Ukraine Targeted by Russian Misinformation and Data-Harvesting Attack

Security researchers have discovered a new 'influence operation' targeting Ukraine that utilizes spam emails to spread disinformation related to the war. The activity, known as Operation Texonto, has been linked to threat actors aligned with Russia.

In October 2023, a spear-phishing campaign targeting a Ukrainian defense company and a European Union agency aimed to harvest Microsoft login credentials using fake landing pages, with similarities to the COLDRIVER threat actor.

Operation Texonto unfolded in two waves in November and December 2023, using email messages with PDF attachments discussing heating interruptions, drug shortages, and food shortages. The November wave focused on hundreds of recipients in Ukraine, including government entities, energy companies, and individuals.

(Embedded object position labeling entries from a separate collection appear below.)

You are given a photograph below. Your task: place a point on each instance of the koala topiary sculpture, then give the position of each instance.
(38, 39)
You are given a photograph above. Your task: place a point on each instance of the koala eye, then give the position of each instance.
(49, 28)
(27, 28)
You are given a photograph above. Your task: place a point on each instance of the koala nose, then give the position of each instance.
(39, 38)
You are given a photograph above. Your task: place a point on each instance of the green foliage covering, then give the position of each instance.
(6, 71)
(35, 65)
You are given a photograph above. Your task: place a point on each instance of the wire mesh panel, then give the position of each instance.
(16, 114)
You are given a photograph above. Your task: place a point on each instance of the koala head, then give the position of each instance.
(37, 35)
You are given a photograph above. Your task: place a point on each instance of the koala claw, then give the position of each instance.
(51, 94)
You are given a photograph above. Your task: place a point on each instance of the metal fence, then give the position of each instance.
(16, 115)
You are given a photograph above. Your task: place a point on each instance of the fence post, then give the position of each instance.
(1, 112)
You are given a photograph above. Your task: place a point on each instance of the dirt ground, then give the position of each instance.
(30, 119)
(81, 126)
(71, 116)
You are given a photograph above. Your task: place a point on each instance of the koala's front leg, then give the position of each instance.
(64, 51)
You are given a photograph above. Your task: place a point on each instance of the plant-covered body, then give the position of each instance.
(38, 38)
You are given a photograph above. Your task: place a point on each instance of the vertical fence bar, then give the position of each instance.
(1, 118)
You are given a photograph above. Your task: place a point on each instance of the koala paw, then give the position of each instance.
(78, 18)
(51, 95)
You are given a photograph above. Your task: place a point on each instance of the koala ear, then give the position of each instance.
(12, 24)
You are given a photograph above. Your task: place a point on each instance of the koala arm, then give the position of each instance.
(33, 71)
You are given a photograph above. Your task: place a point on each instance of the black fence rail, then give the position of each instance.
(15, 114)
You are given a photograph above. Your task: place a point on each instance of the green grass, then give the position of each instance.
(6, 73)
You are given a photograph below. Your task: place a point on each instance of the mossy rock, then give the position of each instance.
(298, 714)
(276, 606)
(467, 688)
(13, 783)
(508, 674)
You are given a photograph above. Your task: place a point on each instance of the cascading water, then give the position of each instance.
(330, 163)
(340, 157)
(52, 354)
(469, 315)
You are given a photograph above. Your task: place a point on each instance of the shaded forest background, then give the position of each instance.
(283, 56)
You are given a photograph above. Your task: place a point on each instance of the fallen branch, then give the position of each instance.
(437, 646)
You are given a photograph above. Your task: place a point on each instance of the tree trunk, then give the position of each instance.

Misinformation and Dark Suggestions from the Russian Hackers

The emails were sent from a domain pretending to be the Ministry of Agrarian Policy and Food of Ukraine, with content about drug shortages using the logo of the Ministry of Health of Ukraine, indicating a potential oversight by the attackers.

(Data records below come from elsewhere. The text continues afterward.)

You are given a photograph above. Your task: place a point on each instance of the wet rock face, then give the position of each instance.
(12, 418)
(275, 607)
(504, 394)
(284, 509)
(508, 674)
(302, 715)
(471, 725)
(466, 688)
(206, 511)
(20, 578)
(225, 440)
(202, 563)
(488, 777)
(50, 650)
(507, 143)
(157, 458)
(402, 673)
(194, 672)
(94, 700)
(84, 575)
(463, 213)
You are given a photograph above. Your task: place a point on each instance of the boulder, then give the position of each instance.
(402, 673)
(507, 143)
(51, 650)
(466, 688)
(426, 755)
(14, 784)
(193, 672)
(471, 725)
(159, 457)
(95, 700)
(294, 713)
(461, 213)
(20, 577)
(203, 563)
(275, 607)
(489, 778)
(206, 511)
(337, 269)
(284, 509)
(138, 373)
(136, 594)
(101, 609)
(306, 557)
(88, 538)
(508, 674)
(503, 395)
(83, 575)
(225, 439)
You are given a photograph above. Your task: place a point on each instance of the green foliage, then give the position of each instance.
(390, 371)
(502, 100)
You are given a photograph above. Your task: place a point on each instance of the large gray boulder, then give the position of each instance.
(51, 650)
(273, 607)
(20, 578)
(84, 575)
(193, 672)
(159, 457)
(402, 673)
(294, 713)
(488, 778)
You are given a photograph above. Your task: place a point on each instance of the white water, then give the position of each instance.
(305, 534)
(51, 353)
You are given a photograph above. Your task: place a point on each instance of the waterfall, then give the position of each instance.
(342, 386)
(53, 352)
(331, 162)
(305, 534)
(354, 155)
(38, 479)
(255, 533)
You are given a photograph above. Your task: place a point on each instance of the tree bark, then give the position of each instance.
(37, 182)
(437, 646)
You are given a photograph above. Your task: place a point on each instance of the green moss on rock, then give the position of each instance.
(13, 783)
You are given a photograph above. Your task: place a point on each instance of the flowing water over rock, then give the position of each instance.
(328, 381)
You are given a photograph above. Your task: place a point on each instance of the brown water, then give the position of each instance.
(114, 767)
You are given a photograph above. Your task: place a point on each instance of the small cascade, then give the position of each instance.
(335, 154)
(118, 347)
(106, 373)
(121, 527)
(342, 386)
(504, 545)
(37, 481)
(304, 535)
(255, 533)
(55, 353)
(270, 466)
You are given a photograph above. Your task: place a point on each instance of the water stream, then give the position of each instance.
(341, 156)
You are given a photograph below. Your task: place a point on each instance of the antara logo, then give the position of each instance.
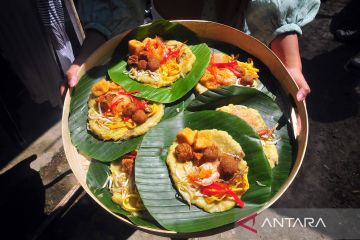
(294, 222)
(282, 222)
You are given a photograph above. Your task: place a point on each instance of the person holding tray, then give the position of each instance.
(275, 23)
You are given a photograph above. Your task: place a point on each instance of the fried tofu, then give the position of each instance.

The second wave, starting on December 25, 2023, expanded its target beyond Ukraine to include Ukrainian speakers in other European nations. While wishing recipients a happy holiday season, these messages took a darker turn, suggesting recipients amputate an arm or leg to avoid military deployment, with a disturbing statement encouraging a "happy life" after a brief moment of pain.

Curiously, the same email server was later repurposed to propagate a pharmacy scam. It is suspected that threat actors chose to monetize their infrastructure for financial gain after realizing that their domains had been detected by defenders.